In 2018 more than 300,000 people across the world are taking PrEP to prevent HIV infection. The safety of PrEP with TDF/FTC or TDF alone remains a troubling question because clinical trials and cohort studies in people with HIV link TDF to higher rates of kidney and bone toxicity. Yoking HIV-negative PrEP takers with a similar burden would weigh against taking TDF to avert HIV infection.

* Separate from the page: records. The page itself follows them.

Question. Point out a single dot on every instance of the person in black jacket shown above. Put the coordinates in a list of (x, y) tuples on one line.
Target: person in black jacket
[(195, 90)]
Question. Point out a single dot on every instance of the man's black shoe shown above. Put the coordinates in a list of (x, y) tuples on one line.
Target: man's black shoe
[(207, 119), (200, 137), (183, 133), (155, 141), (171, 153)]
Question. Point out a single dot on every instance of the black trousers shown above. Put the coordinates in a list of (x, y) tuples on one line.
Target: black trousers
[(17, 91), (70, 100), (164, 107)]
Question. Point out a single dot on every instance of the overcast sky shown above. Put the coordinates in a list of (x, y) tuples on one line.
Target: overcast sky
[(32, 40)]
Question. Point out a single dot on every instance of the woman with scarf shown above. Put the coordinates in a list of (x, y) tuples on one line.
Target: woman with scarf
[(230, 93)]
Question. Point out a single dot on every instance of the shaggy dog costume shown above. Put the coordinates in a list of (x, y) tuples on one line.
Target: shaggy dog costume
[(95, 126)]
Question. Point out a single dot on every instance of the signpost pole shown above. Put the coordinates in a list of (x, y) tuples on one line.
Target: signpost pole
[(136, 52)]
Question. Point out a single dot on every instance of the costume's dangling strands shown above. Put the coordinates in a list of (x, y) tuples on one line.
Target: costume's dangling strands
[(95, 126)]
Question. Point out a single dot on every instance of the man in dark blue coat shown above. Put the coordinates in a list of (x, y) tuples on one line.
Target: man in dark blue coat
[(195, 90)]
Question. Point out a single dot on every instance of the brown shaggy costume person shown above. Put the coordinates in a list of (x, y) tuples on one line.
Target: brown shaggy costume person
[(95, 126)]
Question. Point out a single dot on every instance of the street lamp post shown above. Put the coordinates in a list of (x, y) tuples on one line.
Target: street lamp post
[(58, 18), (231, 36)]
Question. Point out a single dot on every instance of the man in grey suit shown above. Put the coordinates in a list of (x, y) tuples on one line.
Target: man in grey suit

To get a broad perspective on toxicity with TDF-based PrEP, researchers at Imperial College London and colleagues at other centers conducted this systematic review and meta-analysis. They searched electronic databases and major HIV meeting abstracts for randomized placebo-controlled trials comparing TDF-based PrEP with placebo. They extracted safety data and used standard meta-analysis methods to pool data. Primary safety endpoints were grade 3 or 4 adverse events, protocol-defined serious adverse events, grade 3 or 4 creatinine elevations, and bone fractures.
The analysis included 13 randomized controlled trials, 7 in men who have sex with men (MSM), 3 in women, 2 in HIV-different couples, and 1 in injection drug users. Trials took place in Africa, Europe, North and South America, and Asia. Three trials tested TDF alone, and 1 asked MSM to take PrEP only before and after sex. All told, the trials had 22,250 person-years of follow-up involving 15,678 participants. Follow-up ranged from 4 months to 4 years.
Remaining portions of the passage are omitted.